Sylvia Seiz, Arni

Do, 03. Dez. 2015

Vor Kurzem läutete am Nachmittag die Glocke der Johanneskirche Arni für Sylvia Seiz, die am 16. Oktober nach schwerer Krankheit verstorben war. Gerade mit diesem Ort, der ökumenischen Kirche und dem Foyer, das auch für kulturelle Zwecke dient, war Sylvia zeitlebens verbunden.
Im Rahmen des ökumenischen Kirchenvereins als Trägerin des vor nunmehr 30 Jahren eingeweihten Raumes hat Sylvia wesentlich mitgewirkt.
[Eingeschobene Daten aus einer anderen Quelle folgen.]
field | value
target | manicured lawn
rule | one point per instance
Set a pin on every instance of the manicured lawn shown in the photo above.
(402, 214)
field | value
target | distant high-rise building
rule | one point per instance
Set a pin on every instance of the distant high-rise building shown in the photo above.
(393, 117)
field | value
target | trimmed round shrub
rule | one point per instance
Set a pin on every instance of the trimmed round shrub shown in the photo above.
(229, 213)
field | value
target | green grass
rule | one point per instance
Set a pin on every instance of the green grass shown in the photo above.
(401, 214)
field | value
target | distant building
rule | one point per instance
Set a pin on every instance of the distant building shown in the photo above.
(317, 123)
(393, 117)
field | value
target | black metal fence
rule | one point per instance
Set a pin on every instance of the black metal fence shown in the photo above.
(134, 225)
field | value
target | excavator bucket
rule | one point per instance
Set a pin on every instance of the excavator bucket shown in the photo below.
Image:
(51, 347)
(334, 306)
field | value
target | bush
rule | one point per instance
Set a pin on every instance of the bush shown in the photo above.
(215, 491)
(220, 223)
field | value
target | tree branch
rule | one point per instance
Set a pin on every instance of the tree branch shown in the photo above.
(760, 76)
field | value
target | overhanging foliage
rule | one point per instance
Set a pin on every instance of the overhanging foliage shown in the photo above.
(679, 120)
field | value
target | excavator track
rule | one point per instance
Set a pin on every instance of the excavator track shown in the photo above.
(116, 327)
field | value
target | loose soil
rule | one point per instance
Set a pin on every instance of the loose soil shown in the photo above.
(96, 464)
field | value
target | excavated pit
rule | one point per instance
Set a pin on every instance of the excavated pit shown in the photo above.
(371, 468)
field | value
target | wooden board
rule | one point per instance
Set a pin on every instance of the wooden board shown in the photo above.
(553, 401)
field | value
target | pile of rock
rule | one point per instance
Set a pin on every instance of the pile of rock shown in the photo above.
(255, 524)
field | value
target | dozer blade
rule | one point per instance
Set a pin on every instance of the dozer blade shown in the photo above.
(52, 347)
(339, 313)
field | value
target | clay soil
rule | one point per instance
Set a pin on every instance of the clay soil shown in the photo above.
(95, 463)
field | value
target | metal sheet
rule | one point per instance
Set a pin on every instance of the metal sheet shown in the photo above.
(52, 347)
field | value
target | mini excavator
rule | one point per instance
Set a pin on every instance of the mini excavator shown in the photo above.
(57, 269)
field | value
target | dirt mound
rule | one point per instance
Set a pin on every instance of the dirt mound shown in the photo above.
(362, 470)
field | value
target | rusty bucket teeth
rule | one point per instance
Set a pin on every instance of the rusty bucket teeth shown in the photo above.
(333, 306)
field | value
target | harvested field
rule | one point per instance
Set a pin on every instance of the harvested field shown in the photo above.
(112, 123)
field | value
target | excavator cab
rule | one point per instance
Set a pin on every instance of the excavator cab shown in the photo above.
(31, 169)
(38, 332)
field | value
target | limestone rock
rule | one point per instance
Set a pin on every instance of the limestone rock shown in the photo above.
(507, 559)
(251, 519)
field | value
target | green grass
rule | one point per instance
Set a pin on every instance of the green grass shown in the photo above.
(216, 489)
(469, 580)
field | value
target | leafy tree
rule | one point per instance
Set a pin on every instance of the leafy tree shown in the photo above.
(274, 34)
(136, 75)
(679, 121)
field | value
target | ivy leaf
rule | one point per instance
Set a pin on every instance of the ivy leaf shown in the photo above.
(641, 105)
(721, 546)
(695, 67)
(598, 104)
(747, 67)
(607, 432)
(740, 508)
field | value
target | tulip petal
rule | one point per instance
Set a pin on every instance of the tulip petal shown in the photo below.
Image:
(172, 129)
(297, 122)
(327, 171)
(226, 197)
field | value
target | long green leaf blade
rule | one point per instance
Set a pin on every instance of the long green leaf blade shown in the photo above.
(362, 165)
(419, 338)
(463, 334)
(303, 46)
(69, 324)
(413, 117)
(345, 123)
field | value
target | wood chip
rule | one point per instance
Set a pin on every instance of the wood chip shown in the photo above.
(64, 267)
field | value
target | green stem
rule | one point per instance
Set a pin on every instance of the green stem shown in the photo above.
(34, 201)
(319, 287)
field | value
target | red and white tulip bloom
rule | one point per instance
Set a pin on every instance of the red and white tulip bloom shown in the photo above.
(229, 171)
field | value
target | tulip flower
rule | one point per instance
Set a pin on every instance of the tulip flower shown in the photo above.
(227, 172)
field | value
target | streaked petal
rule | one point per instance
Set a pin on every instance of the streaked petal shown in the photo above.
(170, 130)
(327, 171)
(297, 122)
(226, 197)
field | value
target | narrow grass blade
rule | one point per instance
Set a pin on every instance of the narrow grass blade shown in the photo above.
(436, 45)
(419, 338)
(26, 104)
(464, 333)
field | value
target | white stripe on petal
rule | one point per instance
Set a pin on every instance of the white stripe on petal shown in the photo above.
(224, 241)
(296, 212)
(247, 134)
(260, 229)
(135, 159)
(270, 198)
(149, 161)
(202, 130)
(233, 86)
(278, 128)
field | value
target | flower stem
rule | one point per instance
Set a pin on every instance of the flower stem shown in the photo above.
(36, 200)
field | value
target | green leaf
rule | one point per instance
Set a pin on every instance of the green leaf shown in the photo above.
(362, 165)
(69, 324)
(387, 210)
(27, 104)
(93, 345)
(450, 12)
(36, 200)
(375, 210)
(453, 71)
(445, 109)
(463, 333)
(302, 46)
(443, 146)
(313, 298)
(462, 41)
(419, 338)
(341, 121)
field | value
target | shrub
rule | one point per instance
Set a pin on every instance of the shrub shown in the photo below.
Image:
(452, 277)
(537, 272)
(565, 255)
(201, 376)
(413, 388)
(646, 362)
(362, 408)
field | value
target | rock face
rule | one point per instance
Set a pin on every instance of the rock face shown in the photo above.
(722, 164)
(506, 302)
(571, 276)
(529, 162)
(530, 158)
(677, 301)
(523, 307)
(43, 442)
Auf ihre Initiative hin hängt dort ein wunderschöner, gewobener Wandbehang, gestaltet von Bewohnern der Stiftung Lebenshilfe Reinach. Dies hat sie uns als ihr Andenken hinterlassen und zeugt von ihrem Geist: Gutes tun, mit Gutem.
Unzählige Kinder und viele Erwachsene könnten erzählen, was Frau Seiz ihnen bedeutete und was sie in den Begegnungen mit ihr mitgegeben hat. Generationen von Schülern führte sie in die musikalischen Grundlagen ein. Dies tat sie mit Liebe und Freude, sowohl an der Musik als auch an den Menschen, die ihr anvertraut waren. Beinahe bis zu ihrem Tod, auch über das Pensionsalter hinaus, gab sie zu Hause Flötenunterricht.
Die Begeisterung war spürbar, wenn zum Beispiel die Kinder an der Seniorenweihnacht in einem kleinen Konzert ihr Bestes gaben, um den älteren Menschen Freude zu bereiten. Nicht die Kinder an sich standen im Mittelpunkt, sondern die Freude am Musizieren mit andern und für andere. Sylvia Seiz war eine begnadete Pädagogin mit grossem Herz.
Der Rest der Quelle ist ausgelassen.